Spiegel-Online recherchierte bereits 2004 über diese Klinik: „Die Wellness-Jünger Seiner Heiligkeit: Ayurveda, das uralte indische Medizinsystem, ist ein Mega-Trend im Wellness-Bereich. Der deutsche Markt wird von den Jüngern des indischen Gurus Maharishi Mahesh Yogi dominiert: Mit teuren Kuren vermarktet ‚Seine Heiligkeit‘ ihre Transzendentale Meditation und abstruse Welterlösungstheorien.“ (mehr…)

Sakral Absurdes

Meine Reise endete in Aachen. Nachdem ich mich bereits zwei Tage zuvor am Rhein in einer Pilgerkirche anhand dort zurückgelassener Krücken  von der Wunderkraft der Ortsheiligen überzeugen konnte (die Krücken waren allerdings schon etwas älter),  durfte ich  im Domschatz zu Aachen mit eigenen Augen den Gürtel Marias, den von Christus  und auch noch seine Geißelpeitsche sehen. Aufbewahrt in kostbaren und zum Teil gläsernen Behältnissen. Im Gegensatz zu den Schätzen, die der Karlszeit zugeschrieben werden, verzichtet man hier in der Regel auf den Beschriftungszusatz „sogenannt“.

Aber noch nicht genug der Absurdität: Das Beste wird im Dom selbst aufbewahrt, allerdings gut verschlossen und vor den Augen der Unwürdigen verborgen. Der Marienschrein enthält Windeln und das Lendentuch Jesu, das Kleid von Maria und das Enthauptungstuch von Johannes dem Täufer. Nur alle sieben Jahre werden diese „Aachener Heiligümer“ den Pilgern gezeigt.
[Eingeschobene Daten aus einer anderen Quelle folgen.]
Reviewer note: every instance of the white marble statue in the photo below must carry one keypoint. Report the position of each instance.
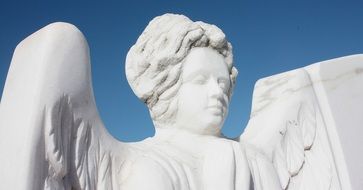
(304, 131)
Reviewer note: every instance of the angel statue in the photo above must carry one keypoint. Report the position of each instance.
(51, 135)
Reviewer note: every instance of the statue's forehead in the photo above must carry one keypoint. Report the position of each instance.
(205, 61)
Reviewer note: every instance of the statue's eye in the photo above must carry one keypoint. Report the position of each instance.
(223, 84)
(200, 79)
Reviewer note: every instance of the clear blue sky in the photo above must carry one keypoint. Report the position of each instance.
(268, 37)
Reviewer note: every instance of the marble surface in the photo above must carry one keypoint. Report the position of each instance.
(304, 130)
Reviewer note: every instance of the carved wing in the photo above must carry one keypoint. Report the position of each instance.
(51, 135)
(291, 138)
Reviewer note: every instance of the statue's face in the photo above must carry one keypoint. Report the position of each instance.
(203, 95)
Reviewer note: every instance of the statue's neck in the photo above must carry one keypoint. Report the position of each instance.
(184, 139)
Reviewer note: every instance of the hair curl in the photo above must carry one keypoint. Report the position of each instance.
(154, 63)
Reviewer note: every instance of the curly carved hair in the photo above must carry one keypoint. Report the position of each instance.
(154, 63)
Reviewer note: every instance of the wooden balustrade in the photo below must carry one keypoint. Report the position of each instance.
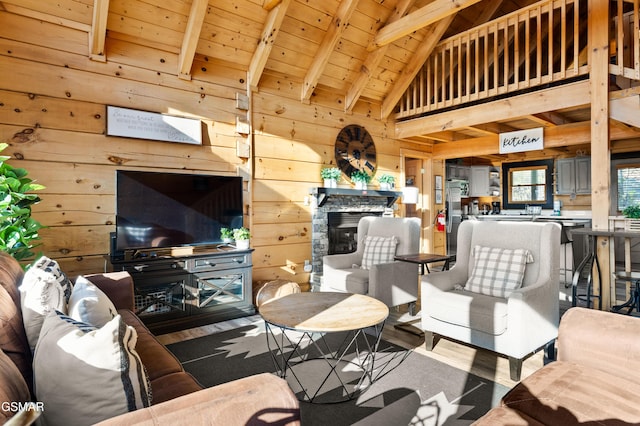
(625, 47)
(539, 45)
Wer sich für die Geschichte des auch heute noch einträglichen christlichen Reliquienhandels interessiert und allerhand Absurditäten darüber erfahren möchte (z.B. über die vielen Vorhäute Christi oder das Ei und die Feder des Heiligen Geistes zu Mainz), dem sei der 3. Band der Kriminalgeschichte des Christentums von Karlheinz Deschner empfohlen.